Oh and welcome to the board by the way.
 
That's awesome congratulations! It's all about finding something that makes you happy. For me it was the gym or losing weight I knew that the only way I could do it was to live that lifestyle. I hate to say it's a trade-off but cold turkey is definitely difficult. try to focus your energy elsewhere. Stay positive and awesome day 4 here you come!
 
Hello Jon, welcome! I am also new to blue.
Indeed These sound like challenging times but, as corny as it sounds the first step is always realizing you have a problem and wanting to fix it.Lets be real, Sometimes will power alone is not enough and seeking help from a professional is your greatest bet to fight addiction. Maybe it's time to be honest with your doctor as you are with us. He is basically your supplier right? Im sure if he knew u were abusing he would stop the script and hopefully refer u somewhere for help. But if that is not possible for u at least a support group/forum like this can be a great means to vent and talk to others about management of withdrawal symptoms.
Maybe when u feel the need to use, instead of using, remove yourself from the situation that induces your need to relapse and find a comfortable place to come vent and talk to others here on the site. It can be a way to occupy your time while also working through and facing your addiction by talking about it.
Going cold turkey can be very difficult but as beef said if you are doing it on your own maybe try replacement therapy and find another activity you enjoy doing that triggers a similar rewarding feeling.Having a healthy diet, lowering stress, as well as any type of exercise and good ol vitmnD sunshine are great ways to boost the feel good hormones and hopefully take the edge off any withdrawals u may be feeling.
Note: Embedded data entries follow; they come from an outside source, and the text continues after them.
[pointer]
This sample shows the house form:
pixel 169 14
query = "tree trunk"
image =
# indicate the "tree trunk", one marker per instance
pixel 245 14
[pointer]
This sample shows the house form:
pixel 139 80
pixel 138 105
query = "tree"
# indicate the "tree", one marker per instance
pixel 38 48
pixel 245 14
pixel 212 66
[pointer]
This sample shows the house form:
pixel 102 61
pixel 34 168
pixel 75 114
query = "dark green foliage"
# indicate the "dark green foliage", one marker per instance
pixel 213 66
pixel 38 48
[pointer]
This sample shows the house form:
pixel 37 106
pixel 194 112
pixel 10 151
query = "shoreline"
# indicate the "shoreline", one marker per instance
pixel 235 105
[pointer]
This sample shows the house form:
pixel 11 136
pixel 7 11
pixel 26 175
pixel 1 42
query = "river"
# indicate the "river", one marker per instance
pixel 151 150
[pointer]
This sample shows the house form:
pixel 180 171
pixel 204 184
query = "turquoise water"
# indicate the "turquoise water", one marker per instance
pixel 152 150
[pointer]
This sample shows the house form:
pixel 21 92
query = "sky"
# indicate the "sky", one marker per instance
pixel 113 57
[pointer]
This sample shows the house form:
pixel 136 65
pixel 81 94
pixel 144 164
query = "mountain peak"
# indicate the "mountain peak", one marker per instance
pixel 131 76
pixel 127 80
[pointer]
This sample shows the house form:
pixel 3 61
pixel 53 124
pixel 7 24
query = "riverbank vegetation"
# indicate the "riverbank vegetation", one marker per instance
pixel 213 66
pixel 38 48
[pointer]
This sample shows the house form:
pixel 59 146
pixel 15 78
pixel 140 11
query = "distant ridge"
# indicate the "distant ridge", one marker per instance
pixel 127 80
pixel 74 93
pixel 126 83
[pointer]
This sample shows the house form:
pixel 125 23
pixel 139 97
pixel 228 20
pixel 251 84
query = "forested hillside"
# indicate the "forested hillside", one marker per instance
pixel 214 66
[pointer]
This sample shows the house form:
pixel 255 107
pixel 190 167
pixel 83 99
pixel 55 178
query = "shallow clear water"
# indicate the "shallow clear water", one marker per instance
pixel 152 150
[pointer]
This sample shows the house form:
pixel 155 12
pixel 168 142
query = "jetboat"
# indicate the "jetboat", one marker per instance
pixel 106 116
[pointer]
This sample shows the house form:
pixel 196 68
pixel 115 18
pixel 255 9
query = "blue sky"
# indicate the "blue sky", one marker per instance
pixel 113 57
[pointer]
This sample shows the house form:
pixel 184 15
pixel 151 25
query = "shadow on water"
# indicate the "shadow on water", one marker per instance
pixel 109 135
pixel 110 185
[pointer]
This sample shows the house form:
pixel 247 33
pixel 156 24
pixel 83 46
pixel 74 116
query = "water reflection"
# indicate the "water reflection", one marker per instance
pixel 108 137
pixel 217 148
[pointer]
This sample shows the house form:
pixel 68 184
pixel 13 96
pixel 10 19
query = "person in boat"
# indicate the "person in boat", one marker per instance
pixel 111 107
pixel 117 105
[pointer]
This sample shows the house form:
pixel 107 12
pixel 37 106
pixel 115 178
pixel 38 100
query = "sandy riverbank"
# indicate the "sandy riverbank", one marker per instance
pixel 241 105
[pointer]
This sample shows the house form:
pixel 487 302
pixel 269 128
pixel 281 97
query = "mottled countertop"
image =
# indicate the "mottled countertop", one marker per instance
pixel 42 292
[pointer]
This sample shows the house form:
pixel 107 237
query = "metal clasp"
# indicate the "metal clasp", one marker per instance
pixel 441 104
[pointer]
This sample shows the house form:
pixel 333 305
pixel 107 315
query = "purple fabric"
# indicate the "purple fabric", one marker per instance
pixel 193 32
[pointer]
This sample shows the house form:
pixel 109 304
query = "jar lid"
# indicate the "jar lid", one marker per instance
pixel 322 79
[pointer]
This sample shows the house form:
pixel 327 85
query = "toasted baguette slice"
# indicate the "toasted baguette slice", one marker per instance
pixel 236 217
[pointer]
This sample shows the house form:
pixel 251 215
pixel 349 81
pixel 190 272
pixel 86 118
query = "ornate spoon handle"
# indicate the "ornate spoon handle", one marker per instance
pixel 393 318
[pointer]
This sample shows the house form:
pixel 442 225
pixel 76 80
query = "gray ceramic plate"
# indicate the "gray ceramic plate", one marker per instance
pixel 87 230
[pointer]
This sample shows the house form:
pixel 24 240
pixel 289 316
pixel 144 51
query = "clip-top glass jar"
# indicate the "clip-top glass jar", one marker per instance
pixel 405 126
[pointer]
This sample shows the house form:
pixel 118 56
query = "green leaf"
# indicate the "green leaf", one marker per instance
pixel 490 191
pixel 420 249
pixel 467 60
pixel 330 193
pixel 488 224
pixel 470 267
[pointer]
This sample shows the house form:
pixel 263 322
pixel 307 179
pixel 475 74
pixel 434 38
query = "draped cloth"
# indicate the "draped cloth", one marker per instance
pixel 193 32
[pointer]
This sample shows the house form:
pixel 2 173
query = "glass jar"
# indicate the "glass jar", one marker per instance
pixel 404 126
Its not wise to replace one drug for another in order to quit, but I've noticed weed tends to be an exception. If your pain is overwhelming a strong edible often can do the trick in alleviating pain,and weed tends to not be "addictive" and you cannot OD. I have no personal experience with pain killers but I know weed can help with pain management and maybe can help you as you detox your body from other substances.

Whatever you do try not to use because 3 days can easily turn to 6 and so on. Sometimes if I find myself wanting to reuse a drug I know I'm trying to come off of, I will trick myself and keep putting it off and do "just one more task" until I've come to the end of another day of successfully not using. It's all about finding a healthy balance without drugs that works for you. Feed your willpower and not your addiction and you will be on a strong road to recovery.

Good luck
~*Jeree*~
 
Hi Jeree,

Thank you for your kind words, day 4 today no urge or cravings yet ha ha, but they just creep up on you, I've thrown myself back into exercising, managed to cycle a little last night hoping it would flush my brains with the good old endorphins and take my mind off things, it helped so that's cool.
Living in sunny Florida vitamin Ds such an easy thing to get Lol..

ill keep you posted and and thanks for your support.